Responses to Literature

  1. Review modern definitions of feminism. Do Rebecca West's writings reflect any contemporary views? How do her views differ?
  2. In West's travelogue of Yugoslavia, Black Lamb and Grey Falcon, how does she portray the native populations? Does she take sides between the Serbs and Croats?
  3. What do you think West meant when she said “I only know that people call me a Feminist whenever I express sentiments that differentiate me from a doormat or a prostitute”?
  4. Do you agree with West's assertion in The New Meaning of Treason that there are secrets of science—such as nuclear weapons—that should not be shared with enemy nations? Why or why not?

COMMON HUMAN EXPERIENCE

Rebecca West was a notable feminist journalist, critic, and author. Works by other well-known feminist writers include:

The Feminine Mystique (1963), a book by Betty Friedan. Often cited as having launched the modern women's movement, Friedan's book condemned the widely held belief that women's lives existed solely to cook, clean, and raise children.

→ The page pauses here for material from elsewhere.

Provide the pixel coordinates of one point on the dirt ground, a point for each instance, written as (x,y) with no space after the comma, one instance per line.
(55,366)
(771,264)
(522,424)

A Room of One's Own (1929), an extended essay by Virginia Woolf. Based on a series of lectures, this work examines women's capabilities as authors and the obstacles they face.

The Bell Jar (1963), a novel by Sylvia Plath. Although not explicitly a feminist work, this novel, closely based on Plath's own life and struggles with mental illness, strikes several strongly feminist chords, as in the famous quote, “What I hate is being under a man's thumb.”

BIBLIOGRAPHY

Books

Deakin, Motley F. Rebecca West. London: Twayne, 1980.

Dickinson, Lovat. H. G. Wells: His Turbulent Life and Times. New York: Atheneum, 1969.

Hammond, J. R. H. G. Wells and Rebecca West. New York: St. Martin's, 1991.

Marcus, Jane. The Young Rebecca. New York: Viking, 1982.

Packer, Jean Garrett. Rebecca West: An Annotated Bibliography. New York: Garland, 1991.

Redd, Tony. Rebecca West: Master of Reality. Columbia: University of South Carolina Press, 1972.

Wolfe, Peter. Rebecca West: Artist and Thinker. Carbondale: Southern Illinois University Press, 1971.